Dr. Nagaiah: Checking your skin means taking note of all the spots on your body. Spots typically include freckles, moles, birthmarks, age spots, bumps, sores, scabs, open wounds that bleed, and scaly patches.

For your self-exam, you’ll need a full-length mirror, a hand mirror, bright lighting, and a place to record your findings. When possible, ask someone to help check hard-to-see places. Here are the steps for a self-exam:

1. Examine your body, front and back, in the mirror, then look at the right and left sides with your arms raised. Women should lift breasts to view the undersides.

2. Bend elbows and look carefully at forearms, underarms, and palms. Also, check between fingers and under fingernails.

3. Look at the backs of your legs and feet, between your toes, and the soles of your feet.

4. Check the back of your neck and scalp with a hand mirror. Part the hair to get a closer look. A hair dryer may be helpful in raising up your hair so it’s easier to see.

5. Examine your back and buttocks with a hand mirror.

Sun exposure isn’t the only risk factor when it comes to developing skin cancer. That is why it’s important to examine all of your skin, including places that aren’t often (or ever) exposed to the sun or UV rays.

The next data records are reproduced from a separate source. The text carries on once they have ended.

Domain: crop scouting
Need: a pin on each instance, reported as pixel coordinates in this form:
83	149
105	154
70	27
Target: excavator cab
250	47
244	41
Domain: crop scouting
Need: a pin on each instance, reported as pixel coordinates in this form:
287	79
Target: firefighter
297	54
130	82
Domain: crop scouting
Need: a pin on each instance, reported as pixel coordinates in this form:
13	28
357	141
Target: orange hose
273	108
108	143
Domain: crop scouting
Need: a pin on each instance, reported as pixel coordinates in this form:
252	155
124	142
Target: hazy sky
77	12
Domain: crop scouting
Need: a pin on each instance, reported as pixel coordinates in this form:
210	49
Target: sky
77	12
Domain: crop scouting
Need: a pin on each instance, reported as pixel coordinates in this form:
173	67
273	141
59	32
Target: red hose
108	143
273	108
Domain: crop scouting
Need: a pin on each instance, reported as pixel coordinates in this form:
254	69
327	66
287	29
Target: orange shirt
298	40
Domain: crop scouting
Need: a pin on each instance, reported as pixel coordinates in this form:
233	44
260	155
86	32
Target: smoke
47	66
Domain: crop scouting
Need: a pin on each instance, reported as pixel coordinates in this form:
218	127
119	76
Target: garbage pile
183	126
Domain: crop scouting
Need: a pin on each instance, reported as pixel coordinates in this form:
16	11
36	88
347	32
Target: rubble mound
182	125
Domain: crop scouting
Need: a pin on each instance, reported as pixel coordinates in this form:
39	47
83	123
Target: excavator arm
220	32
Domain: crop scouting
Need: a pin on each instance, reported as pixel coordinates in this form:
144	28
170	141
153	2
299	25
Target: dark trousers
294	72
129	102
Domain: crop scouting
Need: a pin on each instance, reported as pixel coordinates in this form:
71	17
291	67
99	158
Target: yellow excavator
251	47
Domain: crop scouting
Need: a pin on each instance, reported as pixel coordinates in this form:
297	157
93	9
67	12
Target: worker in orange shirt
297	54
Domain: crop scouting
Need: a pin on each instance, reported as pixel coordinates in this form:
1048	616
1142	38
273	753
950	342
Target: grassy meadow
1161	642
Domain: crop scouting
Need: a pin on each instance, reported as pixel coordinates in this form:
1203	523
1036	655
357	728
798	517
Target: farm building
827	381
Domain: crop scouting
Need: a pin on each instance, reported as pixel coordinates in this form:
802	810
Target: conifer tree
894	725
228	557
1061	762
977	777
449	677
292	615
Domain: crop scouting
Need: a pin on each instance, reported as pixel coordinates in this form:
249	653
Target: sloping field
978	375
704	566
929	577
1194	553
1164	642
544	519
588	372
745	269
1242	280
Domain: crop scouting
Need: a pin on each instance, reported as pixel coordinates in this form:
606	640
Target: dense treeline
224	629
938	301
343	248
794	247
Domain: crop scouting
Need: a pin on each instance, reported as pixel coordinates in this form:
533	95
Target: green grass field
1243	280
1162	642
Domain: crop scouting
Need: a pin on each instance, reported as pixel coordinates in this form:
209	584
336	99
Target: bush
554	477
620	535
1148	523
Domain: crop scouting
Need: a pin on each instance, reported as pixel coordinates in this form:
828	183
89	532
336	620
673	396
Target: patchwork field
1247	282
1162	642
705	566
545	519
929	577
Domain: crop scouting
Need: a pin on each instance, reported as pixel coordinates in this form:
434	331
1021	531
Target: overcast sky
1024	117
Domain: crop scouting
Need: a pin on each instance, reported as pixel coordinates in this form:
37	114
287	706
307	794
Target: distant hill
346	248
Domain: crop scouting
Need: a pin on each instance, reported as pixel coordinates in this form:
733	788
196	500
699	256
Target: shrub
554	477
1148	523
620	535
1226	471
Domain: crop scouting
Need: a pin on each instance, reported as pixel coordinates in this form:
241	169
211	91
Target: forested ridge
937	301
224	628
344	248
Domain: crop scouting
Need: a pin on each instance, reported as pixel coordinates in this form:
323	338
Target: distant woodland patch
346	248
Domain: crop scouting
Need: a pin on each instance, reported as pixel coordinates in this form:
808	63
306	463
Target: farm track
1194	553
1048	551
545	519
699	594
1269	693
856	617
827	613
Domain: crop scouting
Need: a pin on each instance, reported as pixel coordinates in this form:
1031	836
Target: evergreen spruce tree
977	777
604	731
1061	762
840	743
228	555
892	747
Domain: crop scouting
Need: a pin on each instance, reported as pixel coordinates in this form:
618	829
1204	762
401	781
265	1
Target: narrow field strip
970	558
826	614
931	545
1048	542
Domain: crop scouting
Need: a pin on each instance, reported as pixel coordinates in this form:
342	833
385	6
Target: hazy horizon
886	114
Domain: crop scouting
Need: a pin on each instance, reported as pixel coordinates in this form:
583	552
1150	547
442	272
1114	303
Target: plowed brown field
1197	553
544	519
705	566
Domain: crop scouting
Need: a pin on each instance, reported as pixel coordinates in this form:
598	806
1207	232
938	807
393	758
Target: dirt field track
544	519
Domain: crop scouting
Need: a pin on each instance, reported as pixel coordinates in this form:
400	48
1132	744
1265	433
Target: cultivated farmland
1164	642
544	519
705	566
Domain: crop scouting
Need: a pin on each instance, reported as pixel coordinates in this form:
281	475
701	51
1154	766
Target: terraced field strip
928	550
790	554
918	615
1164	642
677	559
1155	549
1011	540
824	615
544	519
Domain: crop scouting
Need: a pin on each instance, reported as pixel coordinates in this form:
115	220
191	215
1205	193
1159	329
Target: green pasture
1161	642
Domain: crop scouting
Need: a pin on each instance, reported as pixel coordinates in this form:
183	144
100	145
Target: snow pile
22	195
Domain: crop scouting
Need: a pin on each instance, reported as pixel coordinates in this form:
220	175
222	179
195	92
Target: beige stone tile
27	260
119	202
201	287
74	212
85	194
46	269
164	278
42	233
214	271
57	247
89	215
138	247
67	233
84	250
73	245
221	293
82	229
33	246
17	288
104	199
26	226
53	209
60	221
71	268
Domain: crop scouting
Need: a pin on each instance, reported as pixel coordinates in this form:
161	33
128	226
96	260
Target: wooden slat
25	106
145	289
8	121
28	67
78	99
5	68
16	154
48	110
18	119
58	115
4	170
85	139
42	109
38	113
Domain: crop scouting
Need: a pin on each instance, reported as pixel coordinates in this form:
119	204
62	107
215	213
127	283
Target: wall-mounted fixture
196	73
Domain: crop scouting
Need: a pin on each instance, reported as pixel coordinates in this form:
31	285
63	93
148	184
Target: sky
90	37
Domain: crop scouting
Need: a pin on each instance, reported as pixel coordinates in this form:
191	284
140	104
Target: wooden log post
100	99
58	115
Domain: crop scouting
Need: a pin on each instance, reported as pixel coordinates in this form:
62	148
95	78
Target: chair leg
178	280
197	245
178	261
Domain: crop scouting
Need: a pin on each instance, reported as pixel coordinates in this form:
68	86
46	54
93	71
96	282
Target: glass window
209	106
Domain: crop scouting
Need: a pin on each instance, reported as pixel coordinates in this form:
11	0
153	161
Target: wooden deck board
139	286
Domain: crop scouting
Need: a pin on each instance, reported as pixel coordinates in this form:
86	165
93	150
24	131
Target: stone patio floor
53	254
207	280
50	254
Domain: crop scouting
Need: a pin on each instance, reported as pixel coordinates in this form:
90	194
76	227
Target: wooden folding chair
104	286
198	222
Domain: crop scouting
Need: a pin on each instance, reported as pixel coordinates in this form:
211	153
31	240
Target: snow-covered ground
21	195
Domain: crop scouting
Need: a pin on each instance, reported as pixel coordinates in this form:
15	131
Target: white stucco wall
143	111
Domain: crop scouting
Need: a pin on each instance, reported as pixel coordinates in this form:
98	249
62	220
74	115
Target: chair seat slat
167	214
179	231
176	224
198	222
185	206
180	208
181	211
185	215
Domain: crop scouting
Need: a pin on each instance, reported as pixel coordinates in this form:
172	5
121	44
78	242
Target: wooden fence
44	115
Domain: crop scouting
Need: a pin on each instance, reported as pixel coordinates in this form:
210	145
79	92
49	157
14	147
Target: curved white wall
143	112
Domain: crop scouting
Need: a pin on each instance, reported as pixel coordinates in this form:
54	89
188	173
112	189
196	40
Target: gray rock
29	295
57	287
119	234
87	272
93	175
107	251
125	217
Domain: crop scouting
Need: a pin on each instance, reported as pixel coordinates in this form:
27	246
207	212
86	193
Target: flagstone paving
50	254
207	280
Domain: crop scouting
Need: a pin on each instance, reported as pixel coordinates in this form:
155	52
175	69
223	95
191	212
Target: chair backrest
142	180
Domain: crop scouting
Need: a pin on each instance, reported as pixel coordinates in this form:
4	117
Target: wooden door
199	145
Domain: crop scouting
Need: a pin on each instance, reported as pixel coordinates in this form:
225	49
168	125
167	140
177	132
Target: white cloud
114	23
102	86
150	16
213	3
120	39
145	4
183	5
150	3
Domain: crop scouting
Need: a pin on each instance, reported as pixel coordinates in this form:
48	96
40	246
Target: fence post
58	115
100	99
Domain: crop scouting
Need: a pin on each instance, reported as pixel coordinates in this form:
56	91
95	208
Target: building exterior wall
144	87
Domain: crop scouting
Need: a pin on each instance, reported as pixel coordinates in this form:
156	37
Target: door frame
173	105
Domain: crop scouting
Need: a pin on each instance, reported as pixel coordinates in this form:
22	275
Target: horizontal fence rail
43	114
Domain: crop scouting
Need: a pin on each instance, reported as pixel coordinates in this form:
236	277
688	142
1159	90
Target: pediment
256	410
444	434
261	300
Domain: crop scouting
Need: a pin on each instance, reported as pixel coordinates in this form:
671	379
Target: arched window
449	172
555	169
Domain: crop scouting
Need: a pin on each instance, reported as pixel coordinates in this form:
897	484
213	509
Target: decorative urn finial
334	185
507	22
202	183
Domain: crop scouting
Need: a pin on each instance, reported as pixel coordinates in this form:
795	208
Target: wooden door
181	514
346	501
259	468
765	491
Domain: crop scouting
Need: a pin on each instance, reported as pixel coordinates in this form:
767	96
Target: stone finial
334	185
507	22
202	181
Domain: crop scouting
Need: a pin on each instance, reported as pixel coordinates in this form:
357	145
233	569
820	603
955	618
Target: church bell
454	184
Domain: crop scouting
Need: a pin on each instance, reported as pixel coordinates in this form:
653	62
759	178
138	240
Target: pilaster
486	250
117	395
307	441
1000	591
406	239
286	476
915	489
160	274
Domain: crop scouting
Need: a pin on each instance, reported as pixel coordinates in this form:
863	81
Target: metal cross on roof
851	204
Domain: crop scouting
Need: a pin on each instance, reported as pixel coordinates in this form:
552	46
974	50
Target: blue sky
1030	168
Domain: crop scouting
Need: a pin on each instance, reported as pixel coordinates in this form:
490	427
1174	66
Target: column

After the exam, it’s important to take note of your findings. An easy and effective way to do this is by downloading a Body Map to track new spots or changes in existing spots. On a printed diagram of the body, you simply make marks that correspond to the marks on your skin, then draw lines out to the margin to record approximate size, color, and date. Use the same map to record your findings and compare them each month. There is also this Body Mole Map from the American Academy of Dermatology.

Smartphone apps like SkinVision and MySkinPal can also be used to track and take pictures of spots. It is important to remember, though, that these apps should never be used for diagnosis.

With each self-exam, you’ll become more familiar with what is normal for you, so anything unusual will draw your attention quickly and you can have it checked out by your primary care physician or dermatologist, if you have one.

Do any other health issues accompany skin cancer?
Dr. Nagaiah: Typically, patients with skin cancer feel otherwise well, i.e., they do not feel sick. There are multiple other conditions that might present with skin changes, though. Some examples would be dermatomyositis [a muscle inflammation disease marked by a skin rash], systemic lupus erythematosus [the full name for the autoimmune disease lupus], and porphyria cutanea tarda [a blood condition that causes photosensitivity].